Correndo atrás de nós mesmas

Correndo atrás de nós mesmas
Fugindo de tudo o que me rasga o peito, procurando em mim partes perdidas, tentando fazer da garganta algo diferente de um nó. Sei lá, tentando me enxergar através de uma ótica mais autoral e menos embaçada. Infelizmente não sou capaz de dar uma data de quando me perdi, mas sei que faz tempo desde que busco nos outros um pedaço de mim. Faz tempo em que tropeço em expectativas criadas pela minha querida mente imaginária. 

Parece loucura, mas sinto falta de mim. Sinto falta de uma peça de mim, como num quebra-cabeça, que se perdeu, talvez em alguém. Por sorte, ou excesso de cacos no coração, não romantizo mais minhas dores. Não acredito em felizes para sempre e nem que no fim tudo fica bem. Quem decide o que é o fim? Às vezes ele só é um meio interrompido que forçadamente teve cara de fim.

Ai, ai, intensa e pacata vida, alguém me diz que eu ganhei na loteria do amor! Pode ser o amor próprio mesmo, mas deposita à vista na minha conta. Sim, eu tenho tentado caminhar com os meus passos, olhado mais para dentro, mas sigo 100% humana, pecando nos erros mais antigos. Eu ainda me corto, sem tocar a epiderme. 

Existir é um ato contraditório, pois bem, é. Então só para não fugir à regra e fazer a diferentona, sigo me contradizendo. Também tenho tentado fazer isso com menos constância, entendi que não preciso praticar todo dia essa arte. Acho que o segredo para sofrer menos, se é que existe um segredo, é se liberar. Se permitir ser livre no mais autêntico sentido da palavra. 

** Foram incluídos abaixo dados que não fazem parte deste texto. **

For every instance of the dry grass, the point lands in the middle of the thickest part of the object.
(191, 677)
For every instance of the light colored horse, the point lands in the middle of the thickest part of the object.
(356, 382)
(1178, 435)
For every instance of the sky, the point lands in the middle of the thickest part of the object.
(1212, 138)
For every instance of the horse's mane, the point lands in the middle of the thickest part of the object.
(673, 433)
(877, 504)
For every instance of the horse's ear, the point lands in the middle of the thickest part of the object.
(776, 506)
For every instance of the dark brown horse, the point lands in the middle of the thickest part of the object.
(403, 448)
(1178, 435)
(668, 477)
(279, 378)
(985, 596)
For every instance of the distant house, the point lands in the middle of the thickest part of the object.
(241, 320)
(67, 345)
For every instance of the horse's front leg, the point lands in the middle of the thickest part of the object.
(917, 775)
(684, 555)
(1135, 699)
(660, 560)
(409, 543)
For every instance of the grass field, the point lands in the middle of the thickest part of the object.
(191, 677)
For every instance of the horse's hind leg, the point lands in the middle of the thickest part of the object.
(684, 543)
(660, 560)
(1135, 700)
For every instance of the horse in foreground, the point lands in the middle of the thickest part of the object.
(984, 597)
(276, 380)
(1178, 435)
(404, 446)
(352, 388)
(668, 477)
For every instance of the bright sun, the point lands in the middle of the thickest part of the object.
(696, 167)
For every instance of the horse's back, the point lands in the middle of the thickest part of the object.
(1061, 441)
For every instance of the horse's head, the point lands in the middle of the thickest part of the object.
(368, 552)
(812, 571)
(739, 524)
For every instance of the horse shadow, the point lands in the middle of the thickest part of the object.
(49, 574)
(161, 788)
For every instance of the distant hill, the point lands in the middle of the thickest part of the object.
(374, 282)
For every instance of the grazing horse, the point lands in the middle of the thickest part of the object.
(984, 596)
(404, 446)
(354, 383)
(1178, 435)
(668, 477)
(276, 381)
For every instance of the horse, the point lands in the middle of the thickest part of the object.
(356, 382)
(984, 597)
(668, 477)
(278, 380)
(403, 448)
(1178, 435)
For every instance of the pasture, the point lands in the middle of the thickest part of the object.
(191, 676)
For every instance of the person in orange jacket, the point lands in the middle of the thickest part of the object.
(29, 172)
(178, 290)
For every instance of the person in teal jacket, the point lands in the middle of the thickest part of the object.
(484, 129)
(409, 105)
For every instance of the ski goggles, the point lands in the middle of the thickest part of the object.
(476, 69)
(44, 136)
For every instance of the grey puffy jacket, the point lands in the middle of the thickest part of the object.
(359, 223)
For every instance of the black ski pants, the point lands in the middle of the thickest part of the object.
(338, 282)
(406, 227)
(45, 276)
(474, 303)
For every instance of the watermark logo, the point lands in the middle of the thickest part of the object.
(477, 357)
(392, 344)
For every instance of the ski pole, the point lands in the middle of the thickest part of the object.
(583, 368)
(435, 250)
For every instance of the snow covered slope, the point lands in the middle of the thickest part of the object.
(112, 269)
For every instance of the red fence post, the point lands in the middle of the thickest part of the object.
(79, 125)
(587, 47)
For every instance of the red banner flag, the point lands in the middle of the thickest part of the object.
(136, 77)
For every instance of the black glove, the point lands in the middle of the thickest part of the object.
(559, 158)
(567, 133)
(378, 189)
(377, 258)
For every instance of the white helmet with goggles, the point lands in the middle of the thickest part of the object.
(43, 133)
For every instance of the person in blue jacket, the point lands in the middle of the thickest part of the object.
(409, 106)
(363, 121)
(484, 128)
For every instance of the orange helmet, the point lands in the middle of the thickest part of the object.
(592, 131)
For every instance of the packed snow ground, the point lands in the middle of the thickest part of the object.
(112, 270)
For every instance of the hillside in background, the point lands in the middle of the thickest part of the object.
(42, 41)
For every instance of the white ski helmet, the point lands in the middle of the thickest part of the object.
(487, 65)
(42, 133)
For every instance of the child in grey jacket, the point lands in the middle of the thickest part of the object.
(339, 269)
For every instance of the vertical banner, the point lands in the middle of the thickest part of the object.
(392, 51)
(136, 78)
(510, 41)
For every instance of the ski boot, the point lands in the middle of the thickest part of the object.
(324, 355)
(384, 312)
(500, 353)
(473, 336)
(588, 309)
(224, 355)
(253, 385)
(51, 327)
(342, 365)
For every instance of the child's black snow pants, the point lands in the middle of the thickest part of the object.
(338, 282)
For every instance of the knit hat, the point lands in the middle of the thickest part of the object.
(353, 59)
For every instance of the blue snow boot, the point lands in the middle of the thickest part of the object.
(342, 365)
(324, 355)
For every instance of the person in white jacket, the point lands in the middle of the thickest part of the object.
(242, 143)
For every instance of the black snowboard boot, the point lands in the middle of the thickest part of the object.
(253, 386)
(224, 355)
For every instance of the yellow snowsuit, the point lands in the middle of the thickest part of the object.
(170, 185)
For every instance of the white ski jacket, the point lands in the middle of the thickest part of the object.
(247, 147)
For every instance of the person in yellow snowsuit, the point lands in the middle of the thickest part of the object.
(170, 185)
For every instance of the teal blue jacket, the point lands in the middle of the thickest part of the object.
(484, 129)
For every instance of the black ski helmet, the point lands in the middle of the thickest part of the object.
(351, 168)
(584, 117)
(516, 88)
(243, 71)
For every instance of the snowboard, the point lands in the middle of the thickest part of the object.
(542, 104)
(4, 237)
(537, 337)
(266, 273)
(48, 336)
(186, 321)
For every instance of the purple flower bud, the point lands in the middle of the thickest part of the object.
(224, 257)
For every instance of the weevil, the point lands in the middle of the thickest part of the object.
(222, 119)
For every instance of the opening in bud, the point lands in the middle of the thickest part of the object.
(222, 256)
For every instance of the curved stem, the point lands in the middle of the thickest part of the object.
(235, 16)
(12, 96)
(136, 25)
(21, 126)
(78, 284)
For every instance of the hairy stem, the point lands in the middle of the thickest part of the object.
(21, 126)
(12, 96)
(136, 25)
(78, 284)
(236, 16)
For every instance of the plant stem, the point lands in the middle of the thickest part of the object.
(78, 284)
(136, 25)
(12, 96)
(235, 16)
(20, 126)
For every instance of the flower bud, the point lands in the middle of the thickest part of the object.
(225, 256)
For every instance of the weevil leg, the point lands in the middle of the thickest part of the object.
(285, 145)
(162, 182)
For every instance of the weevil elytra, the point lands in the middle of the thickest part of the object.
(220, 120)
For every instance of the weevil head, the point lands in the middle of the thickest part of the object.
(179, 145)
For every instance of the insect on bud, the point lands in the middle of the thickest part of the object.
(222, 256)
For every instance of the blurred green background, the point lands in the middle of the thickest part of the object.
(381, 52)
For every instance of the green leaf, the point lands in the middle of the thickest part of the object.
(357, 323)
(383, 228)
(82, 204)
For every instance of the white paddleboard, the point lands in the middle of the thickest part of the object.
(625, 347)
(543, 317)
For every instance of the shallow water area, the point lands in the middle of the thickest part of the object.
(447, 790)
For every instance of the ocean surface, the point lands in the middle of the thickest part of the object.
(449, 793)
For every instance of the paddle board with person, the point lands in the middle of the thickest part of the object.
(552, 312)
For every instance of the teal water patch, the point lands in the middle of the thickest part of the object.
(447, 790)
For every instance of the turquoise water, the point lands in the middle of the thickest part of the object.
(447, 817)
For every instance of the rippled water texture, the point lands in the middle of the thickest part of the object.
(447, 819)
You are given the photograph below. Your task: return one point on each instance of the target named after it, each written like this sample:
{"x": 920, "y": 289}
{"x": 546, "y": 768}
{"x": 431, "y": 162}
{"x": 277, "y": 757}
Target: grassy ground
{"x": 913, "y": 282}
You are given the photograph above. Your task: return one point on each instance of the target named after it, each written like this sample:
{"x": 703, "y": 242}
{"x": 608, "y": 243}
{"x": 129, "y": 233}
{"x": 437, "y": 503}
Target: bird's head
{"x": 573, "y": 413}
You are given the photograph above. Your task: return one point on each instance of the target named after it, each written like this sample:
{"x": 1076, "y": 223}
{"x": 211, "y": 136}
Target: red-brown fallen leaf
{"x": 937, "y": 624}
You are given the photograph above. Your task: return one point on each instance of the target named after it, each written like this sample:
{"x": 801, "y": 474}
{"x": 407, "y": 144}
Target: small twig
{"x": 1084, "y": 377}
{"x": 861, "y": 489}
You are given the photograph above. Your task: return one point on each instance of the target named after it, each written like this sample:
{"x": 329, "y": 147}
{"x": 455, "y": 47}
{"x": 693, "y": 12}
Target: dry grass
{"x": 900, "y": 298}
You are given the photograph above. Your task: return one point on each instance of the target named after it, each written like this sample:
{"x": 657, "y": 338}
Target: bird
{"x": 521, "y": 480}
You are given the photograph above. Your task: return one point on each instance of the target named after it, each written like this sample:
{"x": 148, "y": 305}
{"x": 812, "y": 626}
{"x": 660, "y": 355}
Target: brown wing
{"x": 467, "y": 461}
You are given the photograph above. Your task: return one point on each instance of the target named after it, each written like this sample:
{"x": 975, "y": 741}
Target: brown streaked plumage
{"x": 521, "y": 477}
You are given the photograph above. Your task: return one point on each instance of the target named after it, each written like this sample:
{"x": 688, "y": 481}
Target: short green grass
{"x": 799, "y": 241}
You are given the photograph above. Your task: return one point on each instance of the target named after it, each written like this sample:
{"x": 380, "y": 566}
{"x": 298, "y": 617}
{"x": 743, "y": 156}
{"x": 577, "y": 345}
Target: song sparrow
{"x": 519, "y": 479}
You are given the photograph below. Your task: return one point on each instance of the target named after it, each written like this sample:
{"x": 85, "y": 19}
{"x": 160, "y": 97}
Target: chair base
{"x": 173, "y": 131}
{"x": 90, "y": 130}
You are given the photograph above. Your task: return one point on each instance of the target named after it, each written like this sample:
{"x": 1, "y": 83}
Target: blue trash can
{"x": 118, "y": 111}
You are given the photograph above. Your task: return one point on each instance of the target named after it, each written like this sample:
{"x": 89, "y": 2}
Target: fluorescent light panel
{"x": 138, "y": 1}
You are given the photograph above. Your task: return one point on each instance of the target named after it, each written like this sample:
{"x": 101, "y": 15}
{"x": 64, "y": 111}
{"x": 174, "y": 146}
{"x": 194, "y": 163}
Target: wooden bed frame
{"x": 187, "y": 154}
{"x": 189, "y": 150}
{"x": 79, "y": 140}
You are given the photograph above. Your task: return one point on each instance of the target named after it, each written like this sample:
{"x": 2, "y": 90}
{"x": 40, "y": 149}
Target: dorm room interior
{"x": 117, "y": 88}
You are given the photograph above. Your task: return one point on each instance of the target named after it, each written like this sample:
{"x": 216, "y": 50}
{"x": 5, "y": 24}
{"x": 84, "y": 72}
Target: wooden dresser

Hoje é domingo e tudo bem chorar até tarde e ter que trabalhar amanhã cedo, amanhã é segunda e tudo bem se eu quiser meditar e me elevar espiritualmente, ignorando as mensagens no celular, terça-feira, tudo bem comer chocolate além da conta e me lembrar que esqueci de pagar o boleto do aluguel. A quarta-feira, assim como todos os outros dias que virão, existe para ser criada, com um pouco mais de responsabilidade, por favor, afinal, não dá pra ficar sem um teto, né? A questão é: precisamos saber nos refazer, nos permitir errar e evoluir. Com paciência e um pouquinho de afeto, a gente se encontra nessa corrida atrás de nós mesmas.